Loving an addict is harder than you may think.

We all have that friend from high school. You know the one. She encouraged you to do all the things your parents told you not to do, was never more than an arm’s length away when you were doing those things, and when you really thought about the future, you were a little worried she wouldn’t make it that far.

Yeah. That one.

Mine was Carly. Carly was known to be loud as hell, always looking for a party, and rarely said no to anything, even if she should. My mother was understandably horrified by my frequent choice to spend time with Carly. I was not nearly as pissed off at the world as she was, but I was always up for an adventure. Needless to say, Carly’s attitudes about life got her into many situations she needed help to escape. As her more logical sidekick, I was often called upon to help. I once drove to the middle of the ghetto at 4am to find her because she was stranded and scared. I was witness to people I’d never met taking drugs I knew nothing about, having sex with people they knew nothing about and destroying entire rooms in homes or seedy motels I’d never seen before that night. I engaged in my share of dangerously reckless behavior but I do not have an addictive personality, nor had I ever experienced it in my family home, so when I was ready to move on from being wild and irresponsible it was not difficult.

After high school, Carly and I lost track of each other. When we reconnected, I discovered that our paths in life had varied quite a bit. Carly had never graduated from high school. She went on to have a child but was never sure who the father was. She had also been in a terrible car accident which caused her to lose a small amount of her brain. About five years ago, we got together for drinks so we could catch up. The next few occasions we spent time together, I noticed that she was taking a lot of pills and often talking to dealers on the phone. I asked her if everything was alright and why she was taking so many drugs. It was clear that she had never developed any kind of coping or faith in herself and therefore, turned to drugs and alcohol, just like she had when we were teenagers.

I resumed my position as her sidekick but maintained a comfortable distance as to keep her from becoming dependent on me. Carly deserved to feel worthy of everything she worked for and while she did them with my encouragement, they were her accomplishments. She applied for a program where she could finish her high school education and obtain her GED, signed her daughter up for a local children’s soccer team and bought a car. Carly was on a good road and seemed very positive about the future.

About a year ago, I noticed that Carly was much less focused on the things that we had worked toward for her future. I was disappointed but I was determined to help her however I could. She eventually started displaying signs that she was much deeper into drugs than I had ever seen her. I was constantly worried about her and checked in with her daily. In early 2014, I received a phone call from a mutual friend who had spent the evening at Carly’s apartment. He told me one of the men she had over that night had threatened him with a knife. I was stunned, to say the least. I called Carly immediately, hoping that she was safe. I very nearly called the police on her “friend.”

Within a few months, I began getting texts and voice-mail messages in the middle of the night that were mostly nonsense. It was around this time that Carly’s mother petitioned the court for custody of her granddaughter. Carly was hardly in a position to contend this petition and the request was granted. Her contact with her daughter was reduced significantly, I assume in an effort to protect the child from her mother’s influence.
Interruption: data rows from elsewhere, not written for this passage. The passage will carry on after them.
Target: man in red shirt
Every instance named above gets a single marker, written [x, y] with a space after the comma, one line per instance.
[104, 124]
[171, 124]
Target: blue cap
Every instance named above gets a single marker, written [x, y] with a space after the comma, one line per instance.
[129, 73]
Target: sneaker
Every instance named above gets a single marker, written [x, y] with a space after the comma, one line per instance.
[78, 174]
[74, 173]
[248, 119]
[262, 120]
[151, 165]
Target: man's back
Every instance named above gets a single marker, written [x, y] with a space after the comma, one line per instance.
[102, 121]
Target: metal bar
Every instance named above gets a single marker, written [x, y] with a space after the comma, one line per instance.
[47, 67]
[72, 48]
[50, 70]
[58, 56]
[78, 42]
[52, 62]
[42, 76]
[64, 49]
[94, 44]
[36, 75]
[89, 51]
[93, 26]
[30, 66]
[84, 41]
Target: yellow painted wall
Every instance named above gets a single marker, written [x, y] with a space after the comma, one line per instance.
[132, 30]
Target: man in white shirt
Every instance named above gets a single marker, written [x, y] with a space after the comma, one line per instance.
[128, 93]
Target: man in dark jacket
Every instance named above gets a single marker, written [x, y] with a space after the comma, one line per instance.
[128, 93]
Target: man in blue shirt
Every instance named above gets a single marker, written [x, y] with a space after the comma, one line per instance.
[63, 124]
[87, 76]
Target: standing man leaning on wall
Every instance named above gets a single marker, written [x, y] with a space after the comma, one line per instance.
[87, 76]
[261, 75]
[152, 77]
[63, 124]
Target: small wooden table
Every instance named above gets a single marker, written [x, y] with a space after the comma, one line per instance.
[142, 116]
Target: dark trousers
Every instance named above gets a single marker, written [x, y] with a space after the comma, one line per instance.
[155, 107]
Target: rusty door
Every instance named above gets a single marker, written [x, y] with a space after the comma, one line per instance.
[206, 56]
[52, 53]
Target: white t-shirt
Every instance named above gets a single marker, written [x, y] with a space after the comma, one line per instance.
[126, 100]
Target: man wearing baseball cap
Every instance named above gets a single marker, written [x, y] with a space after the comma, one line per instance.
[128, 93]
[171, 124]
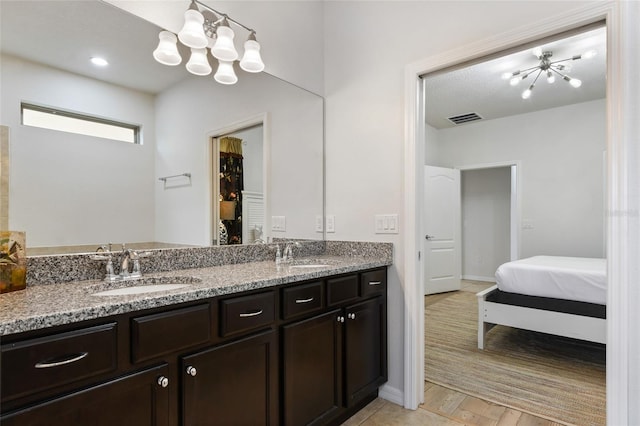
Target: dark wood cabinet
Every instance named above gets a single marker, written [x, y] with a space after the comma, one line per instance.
[312, 368]
[335, 361]
[232, 384]
[307, 353]
[138, 399]
[365, 349]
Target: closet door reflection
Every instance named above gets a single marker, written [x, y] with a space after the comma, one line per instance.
[238, 187]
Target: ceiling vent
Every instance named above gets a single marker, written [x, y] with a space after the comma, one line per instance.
[465, 118]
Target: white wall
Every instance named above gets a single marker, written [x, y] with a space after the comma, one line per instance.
[368, 45]
[486, 208]
[193, 110]
[561, 153]
[69, 189]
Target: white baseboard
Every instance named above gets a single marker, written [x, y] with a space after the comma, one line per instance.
[391, 394]
[479, 278]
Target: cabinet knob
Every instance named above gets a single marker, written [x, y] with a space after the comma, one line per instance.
[163, 381]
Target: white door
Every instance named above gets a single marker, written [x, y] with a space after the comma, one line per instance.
[441, 215]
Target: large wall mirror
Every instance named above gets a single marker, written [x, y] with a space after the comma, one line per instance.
[72, 193]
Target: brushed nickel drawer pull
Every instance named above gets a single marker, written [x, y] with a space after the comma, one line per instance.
[72, 358]
[251, 314]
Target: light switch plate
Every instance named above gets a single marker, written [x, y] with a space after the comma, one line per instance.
[331, 223]
[386, 224]
[278, 223]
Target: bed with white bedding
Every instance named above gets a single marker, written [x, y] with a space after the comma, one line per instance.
[565, 296]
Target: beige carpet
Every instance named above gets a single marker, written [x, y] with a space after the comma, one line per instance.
[551, 377]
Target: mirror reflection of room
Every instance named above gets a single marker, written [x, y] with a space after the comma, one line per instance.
[240, 187]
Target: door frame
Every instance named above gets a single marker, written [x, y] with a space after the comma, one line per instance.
[622, 246]
[515, 200]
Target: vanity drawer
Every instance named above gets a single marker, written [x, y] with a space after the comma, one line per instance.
[343, 289]
[167, 332]
[373, 282]
[39, 364]
[302, 299]
[246, 313]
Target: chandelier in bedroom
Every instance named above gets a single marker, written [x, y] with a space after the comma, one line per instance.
[549, 68]
[205, 31]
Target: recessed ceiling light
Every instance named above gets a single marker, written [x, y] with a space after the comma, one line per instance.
[101, 62]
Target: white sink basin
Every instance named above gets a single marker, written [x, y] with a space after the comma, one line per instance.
[140, 289]
[142, 286]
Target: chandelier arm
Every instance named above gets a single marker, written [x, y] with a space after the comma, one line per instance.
[223, 15]
[563, 60]
[537, 76]
[559, 73]
[524, 71]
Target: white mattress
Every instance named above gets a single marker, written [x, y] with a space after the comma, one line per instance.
[572, 278]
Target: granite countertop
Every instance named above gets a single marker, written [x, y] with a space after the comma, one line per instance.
[41, 306]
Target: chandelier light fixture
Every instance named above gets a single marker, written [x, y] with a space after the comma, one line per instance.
[205, 31]
[549, 68]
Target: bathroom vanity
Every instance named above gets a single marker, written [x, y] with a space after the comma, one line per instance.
[266, 345]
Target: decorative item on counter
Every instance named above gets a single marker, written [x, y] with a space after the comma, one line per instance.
[13, 261]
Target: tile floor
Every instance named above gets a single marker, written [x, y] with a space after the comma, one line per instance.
[443, 406]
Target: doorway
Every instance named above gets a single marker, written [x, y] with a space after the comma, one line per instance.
[239, 170]
[490, 215]
[468, 153]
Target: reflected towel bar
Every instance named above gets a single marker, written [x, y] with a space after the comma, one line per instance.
[164, 179]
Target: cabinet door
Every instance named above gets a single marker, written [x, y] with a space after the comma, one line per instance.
[311, 368]
[232, 384]
[134, 400]
[365, 349]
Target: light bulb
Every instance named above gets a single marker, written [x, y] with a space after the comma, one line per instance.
[192, 33]
[251, 60]
[224, 49]
[537, 52]
[167, 52]
[550, 77]
[225, 73]
[198, 63]
[100, 62]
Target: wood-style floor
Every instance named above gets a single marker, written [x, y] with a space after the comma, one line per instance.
[443, 406]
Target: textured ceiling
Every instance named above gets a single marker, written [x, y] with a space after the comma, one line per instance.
[66, 34]
[480, 89]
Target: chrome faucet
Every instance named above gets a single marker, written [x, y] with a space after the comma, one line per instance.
[133, 257]
[124, 267]
[129, 257]
[287, 256]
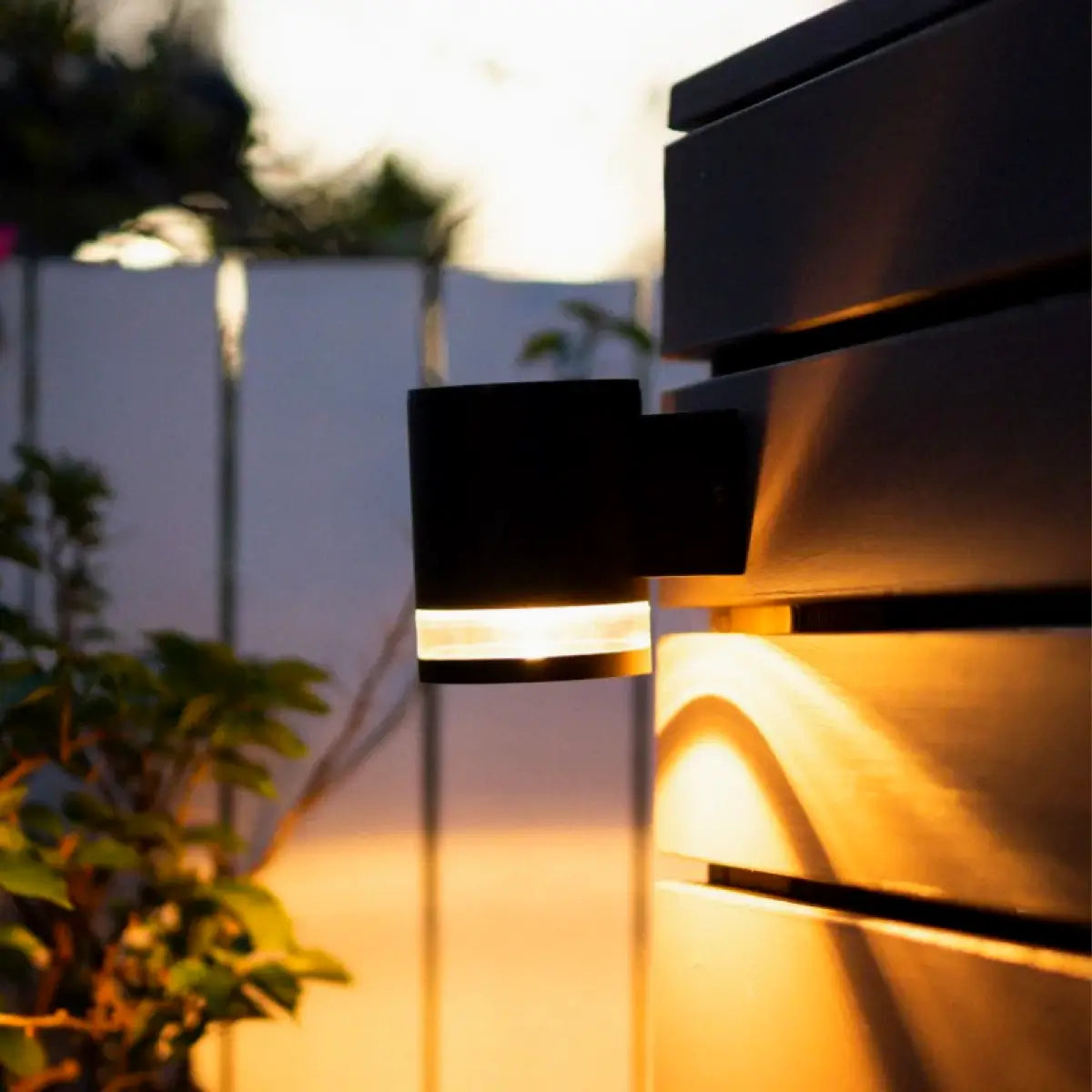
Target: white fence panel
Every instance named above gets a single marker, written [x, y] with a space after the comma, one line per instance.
[128, 378]
[325, 563]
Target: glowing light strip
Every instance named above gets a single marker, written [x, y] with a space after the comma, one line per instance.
[534, 632]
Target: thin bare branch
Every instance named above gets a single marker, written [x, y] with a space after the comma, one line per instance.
[58, 1019]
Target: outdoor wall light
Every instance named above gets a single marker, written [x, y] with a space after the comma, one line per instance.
[540, 512]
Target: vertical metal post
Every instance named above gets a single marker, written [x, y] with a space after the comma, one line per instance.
[230, 307]
[642, 782]
[31, 268]
[432, 372]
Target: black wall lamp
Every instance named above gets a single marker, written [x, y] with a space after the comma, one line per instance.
[540, 512]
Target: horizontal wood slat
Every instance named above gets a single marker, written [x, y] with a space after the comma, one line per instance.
[954, 765]
[945, 159]
[753, 993]
[834, 37]
[955, 459]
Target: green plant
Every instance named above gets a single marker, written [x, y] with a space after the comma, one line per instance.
[126, 936]
[572, 350]
[90, 140]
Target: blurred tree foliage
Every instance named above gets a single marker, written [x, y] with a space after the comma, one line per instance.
[90, 140]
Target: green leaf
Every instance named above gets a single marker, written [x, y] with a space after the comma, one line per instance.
[21, 1054]
[20, 939]
[197, 710]
[549, 343]
[585, 312]
[41, 823]
[273, 735]
[232, 769]
[217, 986]
[106, 853]
[12, 838]
[214, 834]
[23, 875]
[11, 798]
[278, 984]
[87, 811]
[318, 966]
[186, 976]
[39, 693]
[258, 911]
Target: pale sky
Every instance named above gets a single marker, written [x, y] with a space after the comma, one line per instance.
[549, 114]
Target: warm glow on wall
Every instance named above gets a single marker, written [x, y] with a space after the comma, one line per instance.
[534, 633]
[763, 762]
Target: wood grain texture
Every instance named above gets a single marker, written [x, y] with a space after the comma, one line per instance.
[948, 764]
[753, 993]
[801, 53]
[956, 459]
[943, 161]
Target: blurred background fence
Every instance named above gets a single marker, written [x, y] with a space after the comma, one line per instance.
[535, 863]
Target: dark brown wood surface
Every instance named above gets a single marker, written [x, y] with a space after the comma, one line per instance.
[754, 994]
[951, 157]
[956, 459]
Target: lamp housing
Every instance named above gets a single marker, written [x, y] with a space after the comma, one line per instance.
[536, 525]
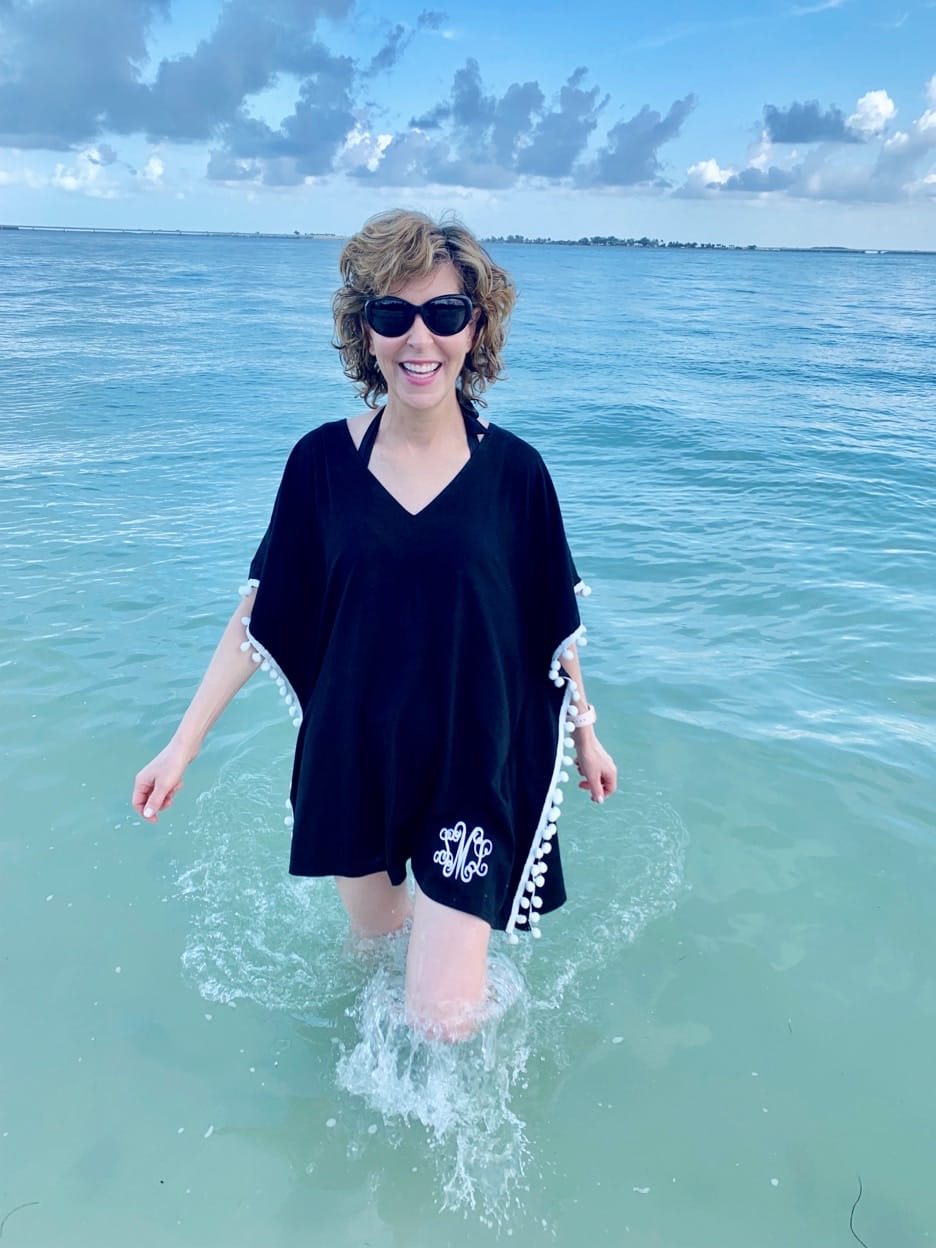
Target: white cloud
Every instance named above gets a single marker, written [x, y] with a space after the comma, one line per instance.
[704, 179]
[808, 9]
[152, 171]
[86, 176]
[872, 112]
[362, 149]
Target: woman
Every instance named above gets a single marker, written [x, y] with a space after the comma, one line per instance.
[414, 599]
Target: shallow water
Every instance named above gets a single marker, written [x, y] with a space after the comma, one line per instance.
[730, 1021]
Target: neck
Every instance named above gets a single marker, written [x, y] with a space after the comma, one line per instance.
[423, 426]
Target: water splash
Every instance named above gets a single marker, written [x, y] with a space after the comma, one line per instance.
[260, 935]
[461, 1095]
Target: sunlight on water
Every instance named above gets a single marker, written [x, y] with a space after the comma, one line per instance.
[260, 935]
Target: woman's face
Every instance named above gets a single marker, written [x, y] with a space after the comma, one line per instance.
[421, 368]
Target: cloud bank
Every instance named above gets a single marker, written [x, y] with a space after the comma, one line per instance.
[76, 71]
[861, 157]
[76, 78]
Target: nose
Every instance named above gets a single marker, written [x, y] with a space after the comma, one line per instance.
[418, 332]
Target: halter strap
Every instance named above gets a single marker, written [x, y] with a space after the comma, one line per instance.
[473, 428]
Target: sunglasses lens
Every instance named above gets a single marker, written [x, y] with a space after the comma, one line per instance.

The spiral had begun and Carly purchased a one-way ticket on the high speed railway to get to the bottom. She lost close to 100 pounds, which is a lot for someone who is legally a little person.  I started receiving phone calls to borrow money, which I had foolishly given her before, but never with any expectation that it would be repaid. She showed up at my office and my home unexpectedly, at all hours of the night, begging to sell me her prescription pain killers or her prized personalized pool cue. Once, she offered to sell me her car for $75.

I had no choice but to confront her about her drug use. She had surrounded herself with junkies and they certainly weren’t going to stop her. It took some pushing, but she finally admitted that she had been using heroin and meth intravenously. I was devastated. She had worked so hard to re-establish a “normal” life after her accident and now she was destroying it all.

It has been six months since I found out that Carly was deep into her addiction. She has been arrested a handful of times in those few short months. I regularly get calls and texts from numbers I’ve never seen before. Every time she calls, I hesitate to answer because I can predict what she is going to say. In October, she tried to trick me into doing pornography with her. Part of me was amused that she thought I was not bright enough to see through her trickle-truthing and begging for me to “just talk” with her “friend” but I know that the drugs played a major part in even considering asking that of me. Carly is currently living on the streets near San Pablo Bay.

Now, just thinking about Carly makes me cry. She has had some legitimately awful experiences in life, but I never wanted to see her give up. I want to help her and I could help her. But I won’t. Not because I don’t care or because I am angry at her. I know that no matter what I do for her, she cannot overcome this obstacle until she chooses to.  I still hold out hope that one of these days, she will call with the news that she’s gotten into the residential rehab in her area. Until that day comes, she maintains her sobriety for a significant amount of time and I see that she is committed to staying sober, I will just continue to let her break my heart.

Carly, I have loved you for 15 years and I hope that someday, you will love yourself as much I love you.